Alfred Molina (“Raiders of the Lost Ark”) delivers perhaps the best line of the movie when he tells Nathan “they weren’t your real parents,” which comes off a tad dismissive when our hero has just asked who killed them.
This angers young Nathan (or whatever his name is). Then, right on cue, all hell breaks loose.
Automatic weapons, glass flying everywhere, helicopters, obligatory shots of computer screens showing little dots bleeping, car chases, fights on trains (an homage to Bond perhaps?) and general mayhem - with an attractive woman thrown in for good measure.
At the start of the movie, there are only four people who know “Nathan’s” real identity, but after his parents get wasted by gun-toting assassins, only two remain.
The tension builds as we ask ourselves: will Sigourney Weaver (“Ghostbusters”) and Molina, presumably the other two who know Nathan’s real identity, survive long enough to tell him his real name? Will he find out where his real parents are? And will they run, in slow motion, into each others arms and live happily ever after?

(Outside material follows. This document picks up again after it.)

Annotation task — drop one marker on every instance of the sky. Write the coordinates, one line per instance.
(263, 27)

This is a dirty martini of a film. It’s one measure of “Kickboxer,” two measures of Jason Bourne, a measure of vodka and a dash of Bond. Shake (not stir) that up and you get yourself a run-of-the-mill action-film martini.
Maybe it would better to get an actual dirty martini (dirty on the side) and watch some Bond or Bourne.
The Crucible (18)
Drama / 125 / Korean
Based on the novel of the same name written by star author Gong Ji-young, “The Crucible” follows a group of children with disabilities who suffer physical and sexual abuse at the hands of their teachers.
The film begins as Gang In-ho (Gong Yoo), who is working to earn money for his daughter’s surgery, is appointed to a school for hearing-impaired children in Gwangju. But what he discovers there is an ugly truth: the children are being physically and sexually abused by their teachers. When he decides to fight for the children’s rights and expose the crimes being committed at the school, In-ho teams up with human rights activist Seo Yu-jin (Jung Yu-mi).